Anche quest’anno la “tre giorni” del Festival si dipanerà fra conferenze e tavole rotonde, incontri e lezioni con gli autori ospiti, presentazioni di libri, laboratori e iniziative rivolte anche ai giovani e alle scuole, percorsi espositivi e di spettacolo, itinerari guidati sui luoghi che hanno fatto la storia di Gorizia. “èStoria 2007” trasformerà Gorizia in una vera città-festival, spaziando nelle sedi culturali della città con fulcro nei giardini di Corso Verdi, dove troveranno ospitalità la Tenda Erodoto, la Tenda Elio Apih, la Ludotenda per i bambini e la Bibliotenda, dedicata a una vasta esposizione di volumi in commercio, libri d’epoca, giochi di ruolo e fumetti dedicati alla storia.
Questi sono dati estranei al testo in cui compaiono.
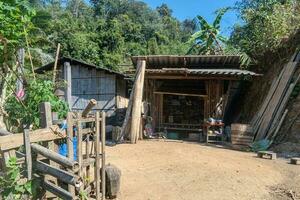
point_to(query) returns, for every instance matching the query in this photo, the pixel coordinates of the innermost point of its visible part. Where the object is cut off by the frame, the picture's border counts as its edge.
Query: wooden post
(60, 174)
(68, 79)
(45, 115)
(89, 107)
(28, 154)
(103, 133)
(61, 193)
(70, 139)
(55, 63)
(97, 152)
(79, 148)
(137, 101)
(46, 122)
(62, 160)
(20, 57)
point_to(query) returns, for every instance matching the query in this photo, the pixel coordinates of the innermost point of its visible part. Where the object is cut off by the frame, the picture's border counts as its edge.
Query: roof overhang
(63, 59)
(189, 61)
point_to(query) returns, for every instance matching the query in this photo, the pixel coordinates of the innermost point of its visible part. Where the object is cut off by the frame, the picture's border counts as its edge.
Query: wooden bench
(295, 161)
(270, 154)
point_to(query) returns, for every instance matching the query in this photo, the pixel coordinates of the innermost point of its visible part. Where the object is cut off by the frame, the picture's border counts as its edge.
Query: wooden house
(86, 81)
(182, 92)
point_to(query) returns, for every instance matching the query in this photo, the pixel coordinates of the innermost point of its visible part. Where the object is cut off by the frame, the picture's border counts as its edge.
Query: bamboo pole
(62, 160)
(62, 175)
(70, 147)
(28, 154)
(61, 193)
(103, 132)
(97, 152)
(137, 101)
(79, 149)
(55, 63)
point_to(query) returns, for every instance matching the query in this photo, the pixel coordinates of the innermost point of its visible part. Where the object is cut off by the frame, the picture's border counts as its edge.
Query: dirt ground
(154, 170)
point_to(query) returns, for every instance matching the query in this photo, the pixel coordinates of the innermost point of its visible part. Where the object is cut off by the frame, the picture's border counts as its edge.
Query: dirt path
(154, 170)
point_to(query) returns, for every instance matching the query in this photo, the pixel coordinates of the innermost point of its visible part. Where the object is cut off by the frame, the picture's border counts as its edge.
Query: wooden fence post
(97, 152)
(137, 101)
(28, 154)
(103, 132)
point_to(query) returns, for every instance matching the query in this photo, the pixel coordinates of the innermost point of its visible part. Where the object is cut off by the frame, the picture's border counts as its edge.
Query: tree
(208, 39)
(164, 10)
(266, 25)
(15, 16)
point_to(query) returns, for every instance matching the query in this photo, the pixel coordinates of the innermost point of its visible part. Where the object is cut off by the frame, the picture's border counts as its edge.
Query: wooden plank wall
(89, 83)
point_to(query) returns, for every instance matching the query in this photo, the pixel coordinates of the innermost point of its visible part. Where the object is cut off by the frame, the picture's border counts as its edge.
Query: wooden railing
(42, 158)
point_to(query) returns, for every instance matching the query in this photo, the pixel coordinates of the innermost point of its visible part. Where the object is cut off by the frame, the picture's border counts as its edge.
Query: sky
(183, 9)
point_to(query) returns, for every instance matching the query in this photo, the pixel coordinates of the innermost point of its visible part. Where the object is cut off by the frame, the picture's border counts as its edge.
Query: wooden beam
(45, 115)
(58, 191)
(70, 123)
(137, 101)
(97, 152)
(41, 135)
(62, 160)
(60, 174)
(28, 157)
(182, 94)
(55, 63)
(182, 77)
(89, 107)
(103, 132)
(68, 79)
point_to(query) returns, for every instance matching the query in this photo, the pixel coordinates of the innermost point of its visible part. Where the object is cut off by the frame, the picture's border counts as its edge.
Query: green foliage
(107, 32)
(26, 111)
(14, 16)
(208, 39)
(266, 25)
(11, 185)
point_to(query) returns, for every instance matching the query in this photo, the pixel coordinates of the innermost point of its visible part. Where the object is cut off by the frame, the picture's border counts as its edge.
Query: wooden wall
(214, 91)
(90, 83)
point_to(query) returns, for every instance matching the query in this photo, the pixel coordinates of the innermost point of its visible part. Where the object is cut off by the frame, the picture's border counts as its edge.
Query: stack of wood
(241, 134)
(267, 122)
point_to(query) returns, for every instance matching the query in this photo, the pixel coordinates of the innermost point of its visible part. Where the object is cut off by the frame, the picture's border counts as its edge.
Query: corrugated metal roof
(189, 61)
(63, 59)
(227, 72)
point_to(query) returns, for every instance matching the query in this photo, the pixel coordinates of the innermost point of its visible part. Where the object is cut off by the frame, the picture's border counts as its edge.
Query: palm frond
(220, 14)
(203, 23)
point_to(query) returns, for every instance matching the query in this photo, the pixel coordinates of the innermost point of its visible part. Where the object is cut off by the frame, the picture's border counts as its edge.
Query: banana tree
(208, 39)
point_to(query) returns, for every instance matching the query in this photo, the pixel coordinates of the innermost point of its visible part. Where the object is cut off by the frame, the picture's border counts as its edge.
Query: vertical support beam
(46, 122)
(97, 152)
(28, 153)
(70, 139)
(103, 133)
(79, 149)
(137, 101)
(87, 153)
(20, 57)
(68, 79)
(45, 115)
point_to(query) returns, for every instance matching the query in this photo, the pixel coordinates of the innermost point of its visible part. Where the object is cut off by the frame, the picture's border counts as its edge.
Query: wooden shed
(86, 81)
(182, 92)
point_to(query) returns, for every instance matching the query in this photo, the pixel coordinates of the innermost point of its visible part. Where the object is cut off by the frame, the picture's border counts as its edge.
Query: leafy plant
(12, 186)
(26, 111)
(208, 39)
(266, 26)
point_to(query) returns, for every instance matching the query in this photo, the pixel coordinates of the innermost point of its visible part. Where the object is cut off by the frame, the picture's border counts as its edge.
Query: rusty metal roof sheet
(189, 61)
(226, 72)
(63, 59)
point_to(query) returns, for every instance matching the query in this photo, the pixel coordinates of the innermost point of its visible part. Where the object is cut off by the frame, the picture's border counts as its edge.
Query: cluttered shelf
(182, 127)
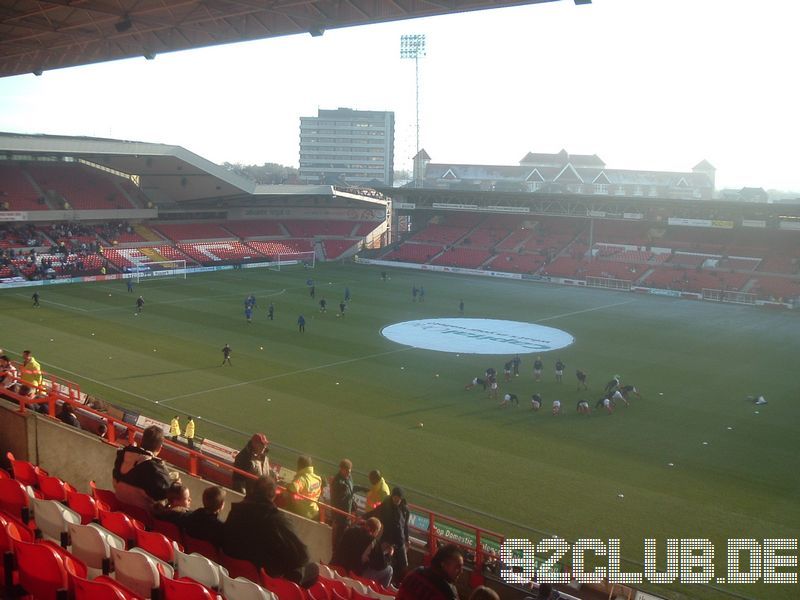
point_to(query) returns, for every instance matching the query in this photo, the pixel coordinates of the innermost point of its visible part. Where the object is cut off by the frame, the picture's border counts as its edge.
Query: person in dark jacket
(256, 530)
(140, 477)
(436, 582)
(68, 416)
(361, 551)
(342, 491)
(393, 515)
(251, 459)
(204, 523)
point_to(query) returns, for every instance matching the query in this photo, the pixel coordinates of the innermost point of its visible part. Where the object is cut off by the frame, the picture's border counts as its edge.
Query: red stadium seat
(120, 524)
(283, 588)
(106, 496)
(184, 589)
(25, 472)
(156, 544)
(239, 568)
(101, 588)
(53, 488)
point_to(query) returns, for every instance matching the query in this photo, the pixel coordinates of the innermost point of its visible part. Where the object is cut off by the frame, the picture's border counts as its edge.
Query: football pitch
(691, 459)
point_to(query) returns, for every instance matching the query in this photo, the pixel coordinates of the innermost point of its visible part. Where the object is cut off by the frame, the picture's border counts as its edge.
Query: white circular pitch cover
(477, 336)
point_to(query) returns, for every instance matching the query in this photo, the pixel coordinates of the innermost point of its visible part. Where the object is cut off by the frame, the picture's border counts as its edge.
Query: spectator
(178, 505)
(257, 531)
(393, 515)
(174, 428)
(306, 488)
(436, 582)
(483, 593)
(31, 375)
(140, 477)
(342, 490)
(204, 523)
(362, 551)
(251, 459)
(379, 490)
(188, 433)
(68, 416)
(8, 374)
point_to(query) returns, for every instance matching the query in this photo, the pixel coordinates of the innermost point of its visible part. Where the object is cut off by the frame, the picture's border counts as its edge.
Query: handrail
(59, 390)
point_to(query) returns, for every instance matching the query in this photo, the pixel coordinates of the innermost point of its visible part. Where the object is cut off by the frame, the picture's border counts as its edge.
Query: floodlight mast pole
(413, 46)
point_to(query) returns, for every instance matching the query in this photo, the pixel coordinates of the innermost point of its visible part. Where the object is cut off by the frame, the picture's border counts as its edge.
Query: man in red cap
(251, 459)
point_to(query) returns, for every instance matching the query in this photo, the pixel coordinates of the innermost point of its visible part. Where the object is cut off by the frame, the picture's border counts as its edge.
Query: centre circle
(477, 336)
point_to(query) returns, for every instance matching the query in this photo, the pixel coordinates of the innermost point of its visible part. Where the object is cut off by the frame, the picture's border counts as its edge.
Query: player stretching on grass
(226, 355)
(581, 379)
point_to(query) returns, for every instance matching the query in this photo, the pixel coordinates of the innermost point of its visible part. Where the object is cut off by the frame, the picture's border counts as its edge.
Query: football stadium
(579, 381)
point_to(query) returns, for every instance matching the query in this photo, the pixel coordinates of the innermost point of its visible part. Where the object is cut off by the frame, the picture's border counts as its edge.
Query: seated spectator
(68, 416)
(361, 551)
(306, 488)
(251, 459)
(177, 506)
(378, 491)
(204, 523)
(436, 582)
(257, 531)
(140, 477)
(483, 593)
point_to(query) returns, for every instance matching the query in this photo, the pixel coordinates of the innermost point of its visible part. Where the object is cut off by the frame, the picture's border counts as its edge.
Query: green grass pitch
(341, 390)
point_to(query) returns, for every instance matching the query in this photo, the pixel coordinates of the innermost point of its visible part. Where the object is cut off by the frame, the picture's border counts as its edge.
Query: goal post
(728, 296)
(163, 269)
(307, 260)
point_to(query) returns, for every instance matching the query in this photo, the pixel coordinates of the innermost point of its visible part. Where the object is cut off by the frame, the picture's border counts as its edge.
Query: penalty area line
(580, 312)
(287, 374)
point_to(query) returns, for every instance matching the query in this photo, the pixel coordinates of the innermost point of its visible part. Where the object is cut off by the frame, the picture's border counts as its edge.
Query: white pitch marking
(579, 312)
(287, 374)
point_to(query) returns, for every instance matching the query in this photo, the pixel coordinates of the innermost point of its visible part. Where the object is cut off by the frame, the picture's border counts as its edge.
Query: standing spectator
(188, 433)
(204, 523)
(342, 490)
(257, 531)
(379, 490)
(140, 477)
(362, 551)
(436, 582)
(174, 428)
(393, 514)
(8, 374)
(251, 459)
(68, 416)
(306, 488)
(31, 375)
Di primissimo piano, come nella tradizione del Festival, i protagonisti chiamati ad avvicendarsi sui numerosi palcoscenici di “èStoria” 2007 a Gorizia: come gli autori Corrado Augias, Khaled Fouad Allam, Pino Cacucci, i giornalisti Federico Rampini, Mario Luzzatto Fegiz, Francesco Sisci, l’ambasciatore ed editorialista Sergio Romano, gli studiosi e storici Jean-Clément Martin, Gian Enrico Rusconi, Vittorio Strada, Massimo Teodori, Martin van Creveld, Chiara Frugoni, Ernesto Galli della Loggia, Mimmo Franzinelli, Luciano Canfora, Eugenia Roccella, Paolo Buchignani, Renzo Guolo, Giuseppe Parlato, Giorgio Cosmacini, Giorgio Galli, Antonio Moscato, Antonio Golini, Marco Tarchi, Andrea Graziosi, Guido Abbattista, Claudio Venza, Giuseppe Trebbi, Fulvio Salimbeni, Elisabetta Vezzosi, Giorgio Petracchi, l’autore, regista e interprete Moni Ovadia, il neocon Robert Kagan (senior associate di Carnegie Endowment for International Peace e columnist del Washington Post), e il portavoce dei dissidenti cubani in Italia Joel Rodriguez. Questi solo alcuni dei nomi che, in occasione di “èStoria” 2007, approfondiranno le tracce di riflessione del Festival: ragionando intorno a continuità e discontinuità, quindi intorno alla storia come coesistenza di novità e persistenze e sulla rivoluzione come ‘processo’, dalle rivoluzioni del neolitico e industriale a quella storiografica rappresentata dalla scuola delle “Annales”, alla rivoluzione scientifica; oppure sulle modalità della rivoluzione violenta o nonviolenta, sulle rivoluzioni silenziose, sui confini della rivoluzione intesi come avvenimenti che si pongono ai margini e talvolta anche all’esterno di una rivoluzione, dalle sommosse nelle città dell’Italia risorgimentale ai disordini nelle “banlieues” parigine, alle scioccanti novità del futurismo. Novità dalla storia titola invece una nuova sezione esplicitamente dedicata alla presentazione delle ultime uscite nelle librerie, e svincolata dal tema del Festival: una finestra per guardare agli argomenti e ai temi suggeriti dalle più interessanti novità bibliografiche.